Data centers play a crucial role in Earth Observation (EO) by managing the vast amounts of data generated by satellites and other sensors. They are responsible for the storage, processing, and distribution of this data, making it accessible for various applications. Data centers handle the initial reception of raw data, its transformation into usable formats, and its dissemination to researchers and decision-makers.

The total dataset size of Earth Observation images is nearing 1 exabyte! Storing this volume of data results in annual CO2 equivalent emissions exceeding 4,000 tonnes per year. Moreover, this data is replicated across nearly 200 data centers worldwide and is subsequently processed by thousands of entities globally. However, the majority of this data is essentially redundant. Approximately 50% of it comprises clouds, and over 99% of ocean imaging depicts merely empty water, lacking any interest.
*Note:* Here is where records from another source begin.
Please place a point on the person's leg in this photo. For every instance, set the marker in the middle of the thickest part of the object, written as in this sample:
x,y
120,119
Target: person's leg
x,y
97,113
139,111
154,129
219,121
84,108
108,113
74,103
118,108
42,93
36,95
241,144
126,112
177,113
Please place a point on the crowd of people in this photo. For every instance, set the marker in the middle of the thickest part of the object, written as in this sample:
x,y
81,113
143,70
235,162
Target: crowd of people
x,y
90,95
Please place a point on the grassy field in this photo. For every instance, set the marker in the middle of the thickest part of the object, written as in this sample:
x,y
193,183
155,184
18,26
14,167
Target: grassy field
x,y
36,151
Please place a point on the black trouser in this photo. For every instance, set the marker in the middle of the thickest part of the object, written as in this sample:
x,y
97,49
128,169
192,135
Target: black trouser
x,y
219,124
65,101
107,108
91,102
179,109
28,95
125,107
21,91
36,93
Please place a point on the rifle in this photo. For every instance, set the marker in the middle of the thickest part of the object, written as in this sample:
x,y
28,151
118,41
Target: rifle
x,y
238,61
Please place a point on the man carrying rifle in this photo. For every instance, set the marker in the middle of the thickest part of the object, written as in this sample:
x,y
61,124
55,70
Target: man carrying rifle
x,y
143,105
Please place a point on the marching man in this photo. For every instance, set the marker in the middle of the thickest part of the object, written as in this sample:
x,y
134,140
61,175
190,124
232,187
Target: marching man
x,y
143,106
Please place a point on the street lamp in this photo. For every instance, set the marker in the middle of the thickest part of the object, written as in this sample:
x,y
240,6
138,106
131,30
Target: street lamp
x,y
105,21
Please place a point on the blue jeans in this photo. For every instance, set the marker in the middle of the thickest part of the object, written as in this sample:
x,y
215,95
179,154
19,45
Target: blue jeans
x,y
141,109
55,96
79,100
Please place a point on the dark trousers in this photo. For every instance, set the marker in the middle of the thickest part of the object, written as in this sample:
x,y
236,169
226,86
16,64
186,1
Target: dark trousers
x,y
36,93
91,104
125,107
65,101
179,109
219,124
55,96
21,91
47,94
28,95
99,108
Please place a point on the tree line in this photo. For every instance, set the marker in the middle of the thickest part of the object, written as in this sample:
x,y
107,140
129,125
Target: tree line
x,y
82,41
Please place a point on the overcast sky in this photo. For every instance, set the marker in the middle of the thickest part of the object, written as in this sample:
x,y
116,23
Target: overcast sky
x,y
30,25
Sustainable Solutions Through Edge AI and Onboard Processing

The emergence of Edge AI and onboard processing technologies presents transformative solutions to mitigate the environmental impact of traditional data centers. These technologies enable data processing to be performed directly on satellites, eliminating the need for extensive data storage and processing infrastructure on Earth. For example, Ubotica’s CogniSAT-6 solution processes data onboard, compresses files, and transmits them directly to users, bypassing the need for traditional data centers. By leveraging Edge AI and onboard processing, companies can reduce electricity consumption, minimise environmental footprint, and enhance data management efficiency.

The European Commission’s ASCEND program explores the feasibility of deploying data centers in Earth orbit, offering a visionary approach to sustainable data management and net-zero emissions.

The Promise of Sustainable Data Management

Sustainable data management practices, including Edge AI and onboard processing, offer significant benefits beyond environmental conservation. These solutions enhance data security, reduce latency, and optimise resource utilisation, improving overall operational efficiency. With the increasing focus on environmental sustainability and corporate responsibility, adopting sustainable data management practices becomes imperative for organisations worldwide. Legislation and regulatory initiatives aimed at curbing energy consumption and promoting sustainability in data management are gaining traction, driving industry-wide efforts towards greener practices. As data volumes continue to grow exponentially, embracing sustainable solutions will play a pivotal role in shaping the future of data management and mitigating environmental impact.